Apfel: 2014 gelang es, die Feuerbrandresistenz aus einem Wildapfel auf die Sorte Gala zu übertragen. 

«Das Risiko Neuer Züchtungstechnologien hängt grundsätzlich von ihrer Anwendungsform ab», so Studer. Für minimalste Veränderungen (und die Cisgenese) sei es vergleichbar oder kleiner als bei der klassischen Züchtung.

Es braucht Diskussionen zur Gentechnik

«Es ist wichtig, Chancen und Risiken abzuschätzen und darüber zu diskutieren», sagte der angehende Agrotechniker Adrian Metzger, der den Anlass mitorganisiert hatte, im Hinblick auf das Ende des Gentech-Moratoriums (siehe Kasten). An der anschliessenden Podiumsdiskussion zur Gentechnik im Pflanzenbau unter der Leitung der Agronomin Franziska Kuratli kamen vier Teilnehmer(innen) mit verschiedenen Blickwinkeln zu Wort:

Urs Brändli: Der Präsident von Bio Suisse äusserte Skepsis gegenüber NZT: «Es muss für alle die Möglichkeit geben, ohne Gentechnik zu leben». Dazu brauche es Transparenz bezüglich Wahlfreiheit sowie klare Regelungen – auch punkto Haftung für Schäden. Um die Ernährungssicherheit zu gewährleisten, benötige die Landwirtschaft primär gesunde Böden und nicht neue Züchtungsmethoden, so der Meisterlandwirt. Brändli zeigte sich den NZT gegenüber dennoch nicht gänzlich abgeneigt: Es sei durchaus sinnvoll, damit Erfahrungen zu sammeln, jedoch langsam und nicht mit einem laschen Gesetz.

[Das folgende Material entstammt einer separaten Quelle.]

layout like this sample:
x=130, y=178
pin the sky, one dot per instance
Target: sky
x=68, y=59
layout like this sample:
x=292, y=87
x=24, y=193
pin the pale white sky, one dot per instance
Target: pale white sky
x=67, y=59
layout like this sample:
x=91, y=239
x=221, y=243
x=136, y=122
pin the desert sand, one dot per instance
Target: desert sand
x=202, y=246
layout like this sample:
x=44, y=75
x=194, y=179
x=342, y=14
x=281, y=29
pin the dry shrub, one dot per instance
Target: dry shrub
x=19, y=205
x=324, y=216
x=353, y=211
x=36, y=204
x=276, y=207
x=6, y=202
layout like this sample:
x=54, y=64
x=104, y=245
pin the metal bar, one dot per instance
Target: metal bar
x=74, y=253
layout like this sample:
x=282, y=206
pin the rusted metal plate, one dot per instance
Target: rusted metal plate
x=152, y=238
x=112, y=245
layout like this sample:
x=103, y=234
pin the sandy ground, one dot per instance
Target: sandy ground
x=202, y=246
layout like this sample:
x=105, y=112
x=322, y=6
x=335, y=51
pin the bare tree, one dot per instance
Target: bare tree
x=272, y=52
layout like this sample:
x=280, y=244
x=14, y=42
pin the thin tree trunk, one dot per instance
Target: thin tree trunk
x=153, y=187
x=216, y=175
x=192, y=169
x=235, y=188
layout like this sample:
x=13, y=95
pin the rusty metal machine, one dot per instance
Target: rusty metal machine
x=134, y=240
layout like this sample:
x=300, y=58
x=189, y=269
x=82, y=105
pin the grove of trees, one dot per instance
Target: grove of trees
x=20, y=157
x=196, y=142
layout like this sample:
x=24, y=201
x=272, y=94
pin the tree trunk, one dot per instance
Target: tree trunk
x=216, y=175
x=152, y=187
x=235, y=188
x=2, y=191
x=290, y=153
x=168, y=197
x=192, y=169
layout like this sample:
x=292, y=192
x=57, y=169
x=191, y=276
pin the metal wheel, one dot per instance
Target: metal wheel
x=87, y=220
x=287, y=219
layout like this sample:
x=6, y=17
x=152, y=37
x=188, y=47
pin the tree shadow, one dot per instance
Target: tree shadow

Christian Ochsenbein: «Wir sehen die vielen möglichen Anwendungen und wollen den neuen Technologien eine echte Chance geben», meinte der vorsitzende Geschäftsleiter der Saatgutfirma Delley Samen und Pflanzen AG (DSP). Er befürchte jedoch, dass man sie hierzulande gar nicht nutzen könne, weil die Gesetzgebung zu restriktiv sei. Eine Umweltrisikoprüfung etwa sei schwierig umzusetzen. «Dies wäre sehr teuer», so der ETH-Agronom. Ochsenbein sprach sich zudem dafür aus, dass die NZT-freie-Züchtung auch in Zukunft möglich sein solle.

Ruedi Vögele: «Es ist eine Frage der Ethik», sagte der Verwaltungsrat der Biosaatgutfirma Sativa. «Es gibt Grenzen, die nicht überschritten werden dürfen». So solle es auf der Zellebene keine Eingriffe geben. Gerade die Biolandwirtschaft zeige, dass es andere Wege gebe, um zu denselben Resultaten zu kommen. Der Saatgutvermehrer und Biolandwirt nannte als Beispiel erfolgreiche biologisch gezüchtete Weizensorten. Die Wahlfreiheit und Transparenz müssten in einer künftigen Gesetzesregelung gewährleistet werden, so Vögele.

Ursina Winkler Angulo Ortiz: «Es braucht gesetzliche Lösungen, die international anschlussfähig sind», so die Vertreterin des Vereins «Sorten für Morgen». Stünde die Schweiz alleine da, wäre das schwierig für die Saatgutbranche. Die Juristin wies zudem auf den erheblichen Zeitgewinn hin, den Neue Züchtungstechnologien im Vergleich zu herkömmlicher Züchtung hätten. «Gerade angesichts der aktuellen Herausforderungen in der Landwirtschaft drängt die Zeit», sagte Winkler Angulo Ortiz.

Auch wenn die Meinungen auseinander gingen: Für Wahlfreiheit und Transparenz sprachen sich alle vier Teilnehmer(innen) aus. Wie soll es nun weitergehen? Die Landwirtschaft müsse sich genau überlegen, was sie in Bezug auf die Gentechnik wolle, und was sich lohne, meinte Urs Brändli abschliessend. Intensive Diskussionen dazu seien erwünscht.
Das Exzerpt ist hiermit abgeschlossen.